As soon as Calgary police Det. Ryan Dobson walked into the affluent condo tucked into a southwest gated community, moist, earthy air played upon his skin.
He knew the source of the pungent air — manure mixed with a whiff of straw — was an illegal grow operation, but he wasn’t prepared for what he saw as he rounded the corner into the enormous master bedroom.
A sophisticated, intricate skeletal framing system was hooked up in the darkened room and ensuite bathroom. But the crop wasn’t marijuana, as is usually the case in home grow-ops. It was magic mushrooms, or psilocybin, a hallucinogen often described as the organic equivalent of LSD.

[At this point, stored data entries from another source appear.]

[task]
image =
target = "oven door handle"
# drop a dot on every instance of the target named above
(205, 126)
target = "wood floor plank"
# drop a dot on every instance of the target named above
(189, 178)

Police found approximately 865 bags of magic mushrooms and about 75 large jars of mushroom spores, used to start another crop. The drug’s street value is estimated at $300,000, but Dobson said that number is frighteningly conservative. Police have yet to calculate the potential of every spore.

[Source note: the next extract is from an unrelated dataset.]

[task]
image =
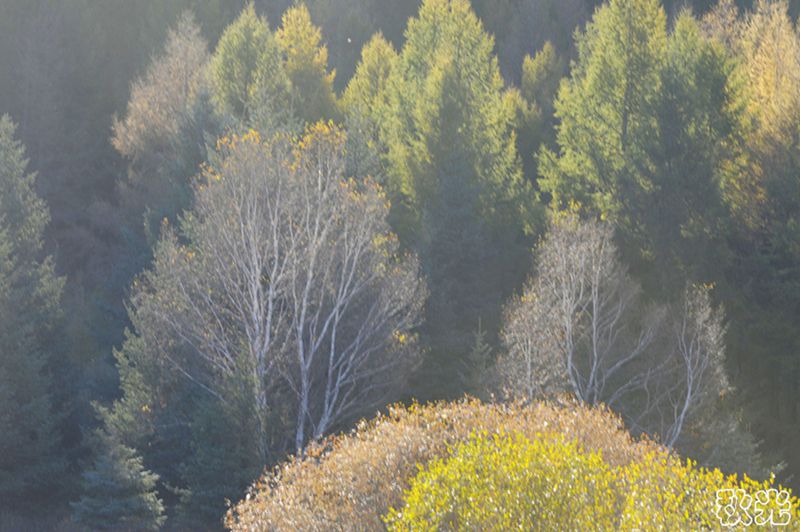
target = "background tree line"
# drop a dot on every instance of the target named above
(251, 224)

“There were tarps on the ground and the walls were darkened with heavy-duty, black corrugated cardboard. The humidity took care of itself when water was added to . . . the breathable bags,” Dobson said Wednesday, shortly after the crop was discovered.
In the living room of the $1,700-a-month rented Mansion Estates condo, desirably located on Prominence Path S.W., there was only a mattress where the renter slept, an old, rundown couch and a TV on the floor. The fridge housed only the staples — eggs, crackers and Kraft Dinner.

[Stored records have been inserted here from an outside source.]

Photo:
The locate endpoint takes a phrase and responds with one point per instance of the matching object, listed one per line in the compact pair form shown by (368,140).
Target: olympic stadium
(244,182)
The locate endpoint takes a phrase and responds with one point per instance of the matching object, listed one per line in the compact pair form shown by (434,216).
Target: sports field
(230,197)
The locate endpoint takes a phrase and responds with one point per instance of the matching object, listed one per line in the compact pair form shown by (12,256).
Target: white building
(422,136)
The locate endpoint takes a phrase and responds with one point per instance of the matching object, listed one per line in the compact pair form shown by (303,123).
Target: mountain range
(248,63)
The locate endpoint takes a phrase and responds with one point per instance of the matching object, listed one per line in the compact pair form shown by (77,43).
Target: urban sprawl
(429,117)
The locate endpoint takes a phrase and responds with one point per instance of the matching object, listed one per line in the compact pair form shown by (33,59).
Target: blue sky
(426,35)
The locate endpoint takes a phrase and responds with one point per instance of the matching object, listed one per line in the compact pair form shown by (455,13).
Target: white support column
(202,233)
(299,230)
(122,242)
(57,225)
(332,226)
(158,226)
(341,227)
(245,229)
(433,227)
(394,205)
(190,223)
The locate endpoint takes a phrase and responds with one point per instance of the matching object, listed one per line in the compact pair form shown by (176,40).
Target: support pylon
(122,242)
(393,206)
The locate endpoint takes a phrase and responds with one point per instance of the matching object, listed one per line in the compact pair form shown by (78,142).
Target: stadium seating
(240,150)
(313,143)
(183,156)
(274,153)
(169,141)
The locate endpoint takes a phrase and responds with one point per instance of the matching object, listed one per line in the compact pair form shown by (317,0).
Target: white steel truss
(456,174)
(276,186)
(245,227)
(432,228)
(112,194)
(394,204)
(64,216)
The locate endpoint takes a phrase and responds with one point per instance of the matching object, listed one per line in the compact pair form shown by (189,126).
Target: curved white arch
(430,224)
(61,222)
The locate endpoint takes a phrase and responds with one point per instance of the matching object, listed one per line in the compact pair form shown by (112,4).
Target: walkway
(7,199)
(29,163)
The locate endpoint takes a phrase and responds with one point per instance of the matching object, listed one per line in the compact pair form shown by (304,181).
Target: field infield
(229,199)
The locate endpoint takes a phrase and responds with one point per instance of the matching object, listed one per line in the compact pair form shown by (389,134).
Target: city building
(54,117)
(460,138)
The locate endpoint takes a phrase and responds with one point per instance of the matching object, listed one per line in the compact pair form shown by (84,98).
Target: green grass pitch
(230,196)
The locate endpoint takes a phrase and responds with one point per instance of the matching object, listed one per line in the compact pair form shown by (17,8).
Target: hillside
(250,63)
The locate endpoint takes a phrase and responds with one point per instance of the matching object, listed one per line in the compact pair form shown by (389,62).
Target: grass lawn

“This is very unusual. I certainly haven’t seen it in my career, and members of the drug unit, who have been here twice as long as I have, also haven’t seen anything quite like it,” said Dobson, who has been a police officer for 12 years. “It’s probably the biggest seizure of its kind in Calgary, ever.”
The grow-op was discovered when workmen checked the house’s sewer system. “When the workers went to check the toilet in the master bedroom, there — behold — was quite a display. They backed out of the apartment and called the police.”
Police arrived to investigate and, shortly after, so did the renter. “The occupant of the apartment showed up in a vehicle and, seeing the police, tried to back out of the area, but was surrounded, then arrested. When you live in a gated community, you think you’re safe even from the police, but it appeared that wasn’t the case,” Dobson said.
Jayme Smith, who lives in the neighbourhood, said she has watched people coming in and out of the condo carrying what appeared to be large bags of compost. “I figured something was up, so it doesn’t really surprise me.”
The accused, 35, is charged with cultivation and possession for the purpose of trafficking.